Gromov-Wasserstein Autoencoders
This addresses a specific issue in representation learning for researchers, offering a more stable approach to incorporating meta-priors, though it appears incremental as it builds on existing VAE frameworks.
The paper tackles the problem of undesirable training changes in VAE-based models when incorporating meta-priors by proposing Gromov-Wasserstein Autoencoders (GWAE), which directly match latent and data distributions using the Gromov-Wasserstein metric, and empirical results show it works for disentanglement and clustering without altering the objective.

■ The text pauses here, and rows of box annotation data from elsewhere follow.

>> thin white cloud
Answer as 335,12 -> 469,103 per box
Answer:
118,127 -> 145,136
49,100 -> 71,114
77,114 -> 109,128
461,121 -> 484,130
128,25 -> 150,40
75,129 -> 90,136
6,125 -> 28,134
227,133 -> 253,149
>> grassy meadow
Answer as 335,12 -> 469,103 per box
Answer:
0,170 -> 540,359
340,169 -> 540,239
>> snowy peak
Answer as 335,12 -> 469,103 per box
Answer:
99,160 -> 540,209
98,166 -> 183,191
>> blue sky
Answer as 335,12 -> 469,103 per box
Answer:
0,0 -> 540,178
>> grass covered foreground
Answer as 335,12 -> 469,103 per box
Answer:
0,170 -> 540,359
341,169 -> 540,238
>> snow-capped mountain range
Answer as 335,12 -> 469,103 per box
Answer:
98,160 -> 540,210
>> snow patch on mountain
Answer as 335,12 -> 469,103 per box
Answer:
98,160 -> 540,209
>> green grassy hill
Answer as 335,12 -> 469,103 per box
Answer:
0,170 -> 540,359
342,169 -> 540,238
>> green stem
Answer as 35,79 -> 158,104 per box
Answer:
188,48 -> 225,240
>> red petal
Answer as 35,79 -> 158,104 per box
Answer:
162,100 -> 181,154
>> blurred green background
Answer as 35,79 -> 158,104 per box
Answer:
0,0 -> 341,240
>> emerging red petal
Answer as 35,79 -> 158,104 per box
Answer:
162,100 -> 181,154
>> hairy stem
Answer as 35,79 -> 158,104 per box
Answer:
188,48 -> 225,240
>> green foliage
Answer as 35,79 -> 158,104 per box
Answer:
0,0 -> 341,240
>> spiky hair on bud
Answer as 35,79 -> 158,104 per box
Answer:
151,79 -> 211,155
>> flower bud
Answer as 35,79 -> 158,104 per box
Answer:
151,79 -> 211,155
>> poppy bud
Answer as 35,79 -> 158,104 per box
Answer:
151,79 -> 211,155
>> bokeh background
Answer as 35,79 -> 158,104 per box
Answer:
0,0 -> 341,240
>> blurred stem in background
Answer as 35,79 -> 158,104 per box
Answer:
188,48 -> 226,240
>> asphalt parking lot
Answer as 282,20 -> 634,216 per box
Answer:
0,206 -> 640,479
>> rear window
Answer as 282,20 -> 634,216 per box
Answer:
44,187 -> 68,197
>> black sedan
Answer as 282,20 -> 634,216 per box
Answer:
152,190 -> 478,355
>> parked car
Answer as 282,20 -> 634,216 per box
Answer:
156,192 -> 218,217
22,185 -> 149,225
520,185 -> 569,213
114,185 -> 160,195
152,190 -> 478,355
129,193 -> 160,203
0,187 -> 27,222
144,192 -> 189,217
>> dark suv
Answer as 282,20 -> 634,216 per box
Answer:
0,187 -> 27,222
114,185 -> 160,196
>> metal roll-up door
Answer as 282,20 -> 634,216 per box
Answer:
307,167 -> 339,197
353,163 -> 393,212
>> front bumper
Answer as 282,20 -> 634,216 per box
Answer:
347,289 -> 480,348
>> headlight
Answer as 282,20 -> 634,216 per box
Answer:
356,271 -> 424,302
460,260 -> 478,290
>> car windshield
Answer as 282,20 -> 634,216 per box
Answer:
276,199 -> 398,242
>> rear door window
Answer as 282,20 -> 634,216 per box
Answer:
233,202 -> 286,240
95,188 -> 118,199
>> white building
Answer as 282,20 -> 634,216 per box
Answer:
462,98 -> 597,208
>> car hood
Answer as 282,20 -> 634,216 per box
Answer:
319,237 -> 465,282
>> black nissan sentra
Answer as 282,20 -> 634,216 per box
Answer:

Variational Autoencoder (VAE)-based generative models offer flexible representation learning by incorporating meta-priors, general premises considered beneficial for downstream tasks. However, the incorporated meta-priors often involve ad-hoc model deviations from the original likelihood architecture, causing undesirable changes in their training. In this paper, we propose a novel representation learning method, Gromov-Wasserstein Autoencoders (GWAE), which directly matches the latent and data distributions using the variational autoencoding scheme. Instead of likelihood-based objectives, GWAE models minimize the Gromov-Wasserstein (GW) metric between the trainable prior and given data distributions. The GW metric measures the distance structure-oriented discrepancy between distributions even with different dimensionalities, which provides a direct measure between the latent and data spaces. By restricting the prior family, we can introduce meta-priors into the latent space without changing their objective. The empirical comparisons with VAE-based models show that GWAE models work in two prominent meta-priors, disentanglement and clustering, with their GW objective unchanged.